Sunday 13 November 2016 7:33 pm

Cuadrilla boss says the firm will look to raise fresh capital to support growth when the time is right

Britain's leading shale gas firm has confirmed plans to raise money from either the equity or debt markets "in due course".

Speaking to the House of Lords economic affairs committee, the chief executive of Cuadrilla, Francis Egan, gave an insight into the company's plans.

He explained that because the company – which is backed by a combination of private equity and engineering firms – receives no government funding, "in due course we'll have to go to equity markets or the debt markets to scale up".

Read more: The revenue well runs dry at Cuadrilla

“I think that there is still an appetite to invest in oil and gas in the UK and we'll be testing that," Egan said.

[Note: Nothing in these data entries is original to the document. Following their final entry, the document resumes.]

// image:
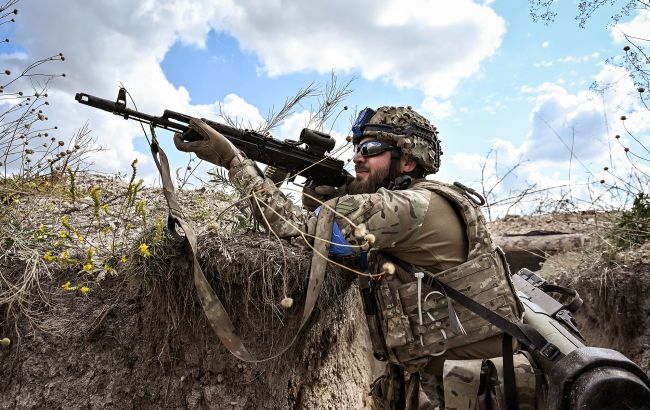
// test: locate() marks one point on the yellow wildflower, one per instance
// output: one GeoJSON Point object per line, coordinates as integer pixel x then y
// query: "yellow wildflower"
{"type": "Point", "coordinates": [66, 286]}
{"type": "Point", "coordinates": [159, 229]}
{"type": "Point", "coordinates": [144, 250]}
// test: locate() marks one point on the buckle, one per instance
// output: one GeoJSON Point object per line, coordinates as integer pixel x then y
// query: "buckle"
{"type": "Point", "coordinates": [550, 351]}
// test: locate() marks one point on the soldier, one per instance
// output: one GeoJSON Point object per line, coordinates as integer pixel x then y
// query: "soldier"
{"type": "Point", "coordinates": [408, 224]}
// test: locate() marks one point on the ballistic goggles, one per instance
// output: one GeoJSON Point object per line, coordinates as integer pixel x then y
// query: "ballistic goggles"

Egan was quizzed by members of the committee alongside Martin Pibworth, managing director of wholesale at Scottish and Southern Energy and Tor Martin, senior vice president at Statoil.

He expressed his frustration at the length of time that it was taking UK authorities to give shale gas exploration the full go-ahead. It had been "difficult" to drill wells, he said, adding that there had been thousands of wells drilled in the US during the time it had taken for his firm to be allowed to drill one.

"There is no natural reason for that to be the case.

"Our investors are patient. But taking four years to drill a well is beyond most people’s patience," he said.

Read more: Cuadrilla launches fracking appeal

Last month, Cuadrilla's filed financial statements showed that the firm had made a $18m (£14.3m) loss during 2015.

Losses had increased from $11m in 2014 because Cuadrilla was unable to generate significant revenues from hiring out of its exploration rigs to competitors – who had, in the main, stopped their own exploration.